今日は七月五日、すなわち告発状が示した期日。
魔法使いに告発されながらも、死なずに生き延びている初めての実例。犯人を目撃している可能性も高い。
「会わせてください」
夏輝の申し出に、羽間里は即応はせず、ゆるりと眼鏡の位置を整える。
わざと、もったいぶっているのだろう。
「それは朝凪夏輝としてのお願いですか? それとも九条夏輝としての要請ですか?」
眼鏡のレンズごし、無表情に問いかけてくる羽間里の双眸。
それは夏輝の意志を問い質すものであり、ひいては、夏輝の今後の在り方を問う命題といっても大袈裟ではないもの。
少なくとも、夏輝自身にとってはそのぐらいに重い問いだった。
かつて夏輝は、自らの異能を才能として受け入れ、事件に挑み、それを解決することを誇りに思っていた。そうすることで、あの〝魔法使い〟の青年に少しでも近づけるのだと信じていた。
しかし、そんな彼女は三ヶ月前に取り返しのつかない失敗を犯した。
増長慢からの暴走の果てに、かけ替えのない親友を失った。
自分は〝魔法使い〟にはなれないのだと思い知った夏輝は、だからもう二度と異能を才能だなどと思い上がって事件に挑むことなどしないと、自分の殻に閉じこもったのだ。

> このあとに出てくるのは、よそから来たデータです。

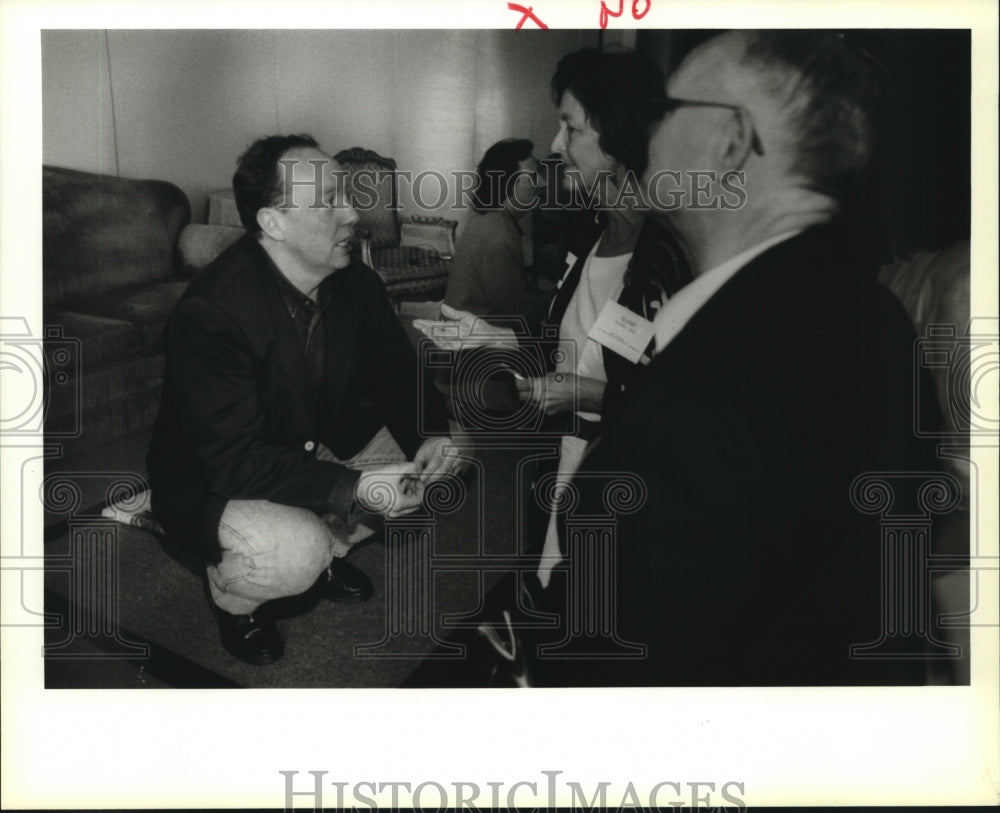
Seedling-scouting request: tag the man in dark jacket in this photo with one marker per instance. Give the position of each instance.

なのに、そんな彼女が今なお、再び事件に踏み込もうとしている。
それはあの過ちを繰り返す愚行なのではないか?
脳裡に疼いた葛藤──けれど、そんな葛藤は、それこそこの三ヶ月間の内に飽きるほど悩み尽くしたのだ。
夏輝は、小さく呼気を挟んで答える。
「これは、九条夏輝としての要請です」
静かに、だがハッキリと力強く告げた覚悟に、羽間里は白々しいほどニッコリと微笑んで頷いた。
「では、一介の公僕に抗えるわけもありませんね」
そのまま案内しようとした彼だが、しかし、立ちふさがったのは大柄な浅黒い強面。
「気に入らねえな……」
低い声音。
それは恫喝ではなく、込み上げる憤りを抑えた呻きのごとき詰問だ。
「オマエさんは、三ヶ月前のことで、もう懲りたんじゃなかったのかよ」
椰子木剣一。
彼の深い失望を宿した問いに、夏輝はゆっくりと頭を振り返す。
「懲りたましたよ。もう、血生臭い事件に関わるのは御免です」
でも──。
「また身近な誰かが傷つくのを黙って見ているなんて、もっと御免なんです」
微笑とともにそう言いきれば、椰子木はこの上もなく苦そうに表情を歪める。
「……フン、なら勝手にしな」
鼻を鳴らしながらも、そのゴツイ身体を避けて道をあけてくれた。
傍らを通り抜ける際、椰子木はギョロリと高圧的に睨みつつ、
「いいか小娘! 九条だろうが朝凪だろうが、オレにとってはただの民間人だ。あまり好き勝手にやってたら黙ってねえぞ!」
威嚇をこめた警告。だが──。
「はい、ちゃんと相談します。もう、ひとりで突っ走ったりはしません」
夏輝には、それが彼の気づかいなのだと理解できたので、穏やかに感謝の微笑みを返した。
「ありがとうございます、ヤシノさん」
「…………いや、ヤシキだ。相変わらずだなオマエ……もういいから、さっさと行け」
脱力した椰子木に一礼しつつ、夏輝たちは先導する羽間里に追従した。